Tutte le principali voci del sistema lattiero caseario registrano una crescita significativa: polvere di latte intero (+22,2% in quantità e +14,1% in valore), latte e panna (+39,9% in quantità e +27,1% in valore), latte per l’infanzia (+12,6% in quantità e +15% in valore), polvere di latte scremato (+30,3% in quantità e +47,8% in valore), Formaggi (+4,8% in quantità e -0,1% in valore).
La possibile collaborazione con la Ue e l’Italia
Secondo gli analisti del Team di Clal, “le notevoli importazioni di prodotti lattiero caseari e, in particolare, di latte confezionato, testimoniano probabilmente una carenza interna cinese di organizzazione produttiva e logistica”.
Che cosa significa? Che “è lontana l’autosufficienza e, dunque, ci sono margini ulteriori di crescita in chiave commerciale anche per l’Italia e l’Unione europea e, allo stesso tempo, è possibile pensare a costruire un ponte con la Repubblica Popolare Cinese anche per sostenere un percorso di crescita, di innovazione, di diffusione del know how europeo, dove in particolare la sicurezza alimentare è uno degli elementi di forza.
Nel caso dell’Italia la strada potrebbe essere agevolata dalle recenti visite istituzionali a Pechino del ministro degli Esteri Luigi Di Maio e dall’alleanza italo-cinese siglata nei mesi scorsi col progetto per la Via della Seta.
Resta ancora irrisolto il nodo legato ai formaggi. Le importazioni cinesi di formaggio – evidenzia il Team di Clal - vanno a rilento. “Servirebbe una strategia europea per farlo conoscere, raccontando storia, cultura, caratteristiche e modalità di consumo, con un a task force comunitaria, aggregata, non lasciata alle iniziative sparse dei singoli. Serve una strategia di grande impatto”.
E gli investimenti non mancano
La Cina sta vivendo una fase in cui il fabbisogno di latte è in crescita e la produzione locale non riesce sicuramente a soddisfare la domanda interna. Da qui, appunto, le importazioni massicce.

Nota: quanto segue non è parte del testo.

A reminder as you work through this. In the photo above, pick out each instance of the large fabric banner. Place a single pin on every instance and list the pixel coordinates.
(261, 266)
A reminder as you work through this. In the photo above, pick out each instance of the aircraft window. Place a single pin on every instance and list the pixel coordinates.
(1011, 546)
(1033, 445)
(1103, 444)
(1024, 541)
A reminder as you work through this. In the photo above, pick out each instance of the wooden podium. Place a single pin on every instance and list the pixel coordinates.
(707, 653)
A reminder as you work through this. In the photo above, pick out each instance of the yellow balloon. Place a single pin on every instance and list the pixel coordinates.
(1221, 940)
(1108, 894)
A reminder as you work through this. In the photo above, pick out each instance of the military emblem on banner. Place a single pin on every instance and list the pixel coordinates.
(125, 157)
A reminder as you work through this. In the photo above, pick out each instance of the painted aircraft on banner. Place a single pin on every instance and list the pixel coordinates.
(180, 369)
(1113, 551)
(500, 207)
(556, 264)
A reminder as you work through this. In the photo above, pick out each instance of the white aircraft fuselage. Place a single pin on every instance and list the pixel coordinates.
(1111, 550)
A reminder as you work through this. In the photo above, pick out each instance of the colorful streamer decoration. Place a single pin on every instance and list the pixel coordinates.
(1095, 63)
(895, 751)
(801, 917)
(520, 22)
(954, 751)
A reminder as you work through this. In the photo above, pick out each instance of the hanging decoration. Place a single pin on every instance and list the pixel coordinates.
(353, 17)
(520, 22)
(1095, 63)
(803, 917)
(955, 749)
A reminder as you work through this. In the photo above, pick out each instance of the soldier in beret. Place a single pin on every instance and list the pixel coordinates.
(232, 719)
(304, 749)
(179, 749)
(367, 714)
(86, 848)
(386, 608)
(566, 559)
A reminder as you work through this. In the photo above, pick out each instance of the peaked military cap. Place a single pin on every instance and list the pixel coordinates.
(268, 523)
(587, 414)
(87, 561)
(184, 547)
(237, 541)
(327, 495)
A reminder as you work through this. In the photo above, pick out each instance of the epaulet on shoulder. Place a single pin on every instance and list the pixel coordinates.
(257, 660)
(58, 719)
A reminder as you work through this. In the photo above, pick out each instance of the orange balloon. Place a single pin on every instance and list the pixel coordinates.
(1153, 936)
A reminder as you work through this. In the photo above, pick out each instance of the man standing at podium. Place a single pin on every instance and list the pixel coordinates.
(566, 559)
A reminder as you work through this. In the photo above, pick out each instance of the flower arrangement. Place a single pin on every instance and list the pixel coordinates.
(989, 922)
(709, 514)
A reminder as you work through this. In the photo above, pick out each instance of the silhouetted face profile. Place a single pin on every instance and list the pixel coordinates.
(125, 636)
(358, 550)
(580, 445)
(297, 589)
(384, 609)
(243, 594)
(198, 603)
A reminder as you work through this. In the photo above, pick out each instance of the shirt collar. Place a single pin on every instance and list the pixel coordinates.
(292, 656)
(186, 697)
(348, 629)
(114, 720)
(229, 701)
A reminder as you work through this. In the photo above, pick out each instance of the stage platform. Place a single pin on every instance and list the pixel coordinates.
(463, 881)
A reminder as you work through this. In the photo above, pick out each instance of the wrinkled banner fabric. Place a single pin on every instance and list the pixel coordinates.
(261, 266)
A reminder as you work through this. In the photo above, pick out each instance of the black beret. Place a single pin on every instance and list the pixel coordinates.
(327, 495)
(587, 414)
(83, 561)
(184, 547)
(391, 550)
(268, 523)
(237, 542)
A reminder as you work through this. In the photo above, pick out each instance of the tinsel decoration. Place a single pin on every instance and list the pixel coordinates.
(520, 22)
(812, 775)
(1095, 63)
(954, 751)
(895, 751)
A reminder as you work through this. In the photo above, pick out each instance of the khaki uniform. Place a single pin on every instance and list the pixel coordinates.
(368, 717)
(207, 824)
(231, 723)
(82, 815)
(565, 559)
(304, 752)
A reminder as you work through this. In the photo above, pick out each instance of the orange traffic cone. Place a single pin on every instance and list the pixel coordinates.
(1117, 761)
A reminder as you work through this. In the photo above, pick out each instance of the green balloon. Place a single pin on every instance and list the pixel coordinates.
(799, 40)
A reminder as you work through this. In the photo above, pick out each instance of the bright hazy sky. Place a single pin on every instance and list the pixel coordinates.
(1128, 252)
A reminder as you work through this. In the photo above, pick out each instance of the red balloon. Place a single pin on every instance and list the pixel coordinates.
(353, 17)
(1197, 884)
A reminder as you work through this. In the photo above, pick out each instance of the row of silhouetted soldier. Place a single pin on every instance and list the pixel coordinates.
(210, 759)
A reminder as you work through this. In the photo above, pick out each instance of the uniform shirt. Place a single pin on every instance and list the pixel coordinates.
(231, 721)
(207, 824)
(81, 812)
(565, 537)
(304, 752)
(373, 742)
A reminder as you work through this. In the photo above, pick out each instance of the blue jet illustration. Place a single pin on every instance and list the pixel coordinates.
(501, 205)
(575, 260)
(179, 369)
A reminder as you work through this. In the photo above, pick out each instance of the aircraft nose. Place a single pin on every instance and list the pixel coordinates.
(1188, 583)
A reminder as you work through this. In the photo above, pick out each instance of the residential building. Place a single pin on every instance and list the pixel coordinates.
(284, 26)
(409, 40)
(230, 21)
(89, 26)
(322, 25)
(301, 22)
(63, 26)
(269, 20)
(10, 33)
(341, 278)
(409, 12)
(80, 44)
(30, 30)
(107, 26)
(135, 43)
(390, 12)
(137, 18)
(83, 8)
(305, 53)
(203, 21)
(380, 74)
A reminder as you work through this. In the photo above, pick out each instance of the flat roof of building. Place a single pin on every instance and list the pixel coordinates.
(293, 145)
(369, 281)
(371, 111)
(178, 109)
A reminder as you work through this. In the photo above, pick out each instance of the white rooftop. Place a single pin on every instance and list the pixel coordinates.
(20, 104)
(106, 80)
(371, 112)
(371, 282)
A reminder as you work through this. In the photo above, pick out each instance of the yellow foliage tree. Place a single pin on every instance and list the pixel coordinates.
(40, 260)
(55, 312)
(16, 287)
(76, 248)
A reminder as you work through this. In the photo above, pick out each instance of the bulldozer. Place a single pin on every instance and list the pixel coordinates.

Eppure, gli investimenti e le grandi manovre sul territorio non mancano. Recentemente il gruppo Mengniu – gigante del settore, quotato sul listino borsistico di Hong Kong - ha investito 700 milioni di euro per realizzare un’azienda agricola e una fabbrica per la lavorazione del latte a Jaozuo, nella Cina centro-orientale.
Allo stesso tempo, Mengniu ha raggiunto un accordo con la Fondazione Penghai (sostenuta dal governo provinciale di Hebei) e con Junqian Management per la vendita delle sue azioni a Junlebao. Oggetto dell’intesa sono impianti produttivi per la realizzazione di latte per l’infanzia e yogurt.
In forte fase espansiva, la Junlebao ha varato la costruzione di un impianto di latte in polvere, che dovrebbe essere completata alla fine del 2020 ed è stato inserito fra i progetti chiave del territorio di Hebei. A regime l’impianto dovrebbe arrivare a produrre 50.000 tonnellate di latte in polvere all’anno.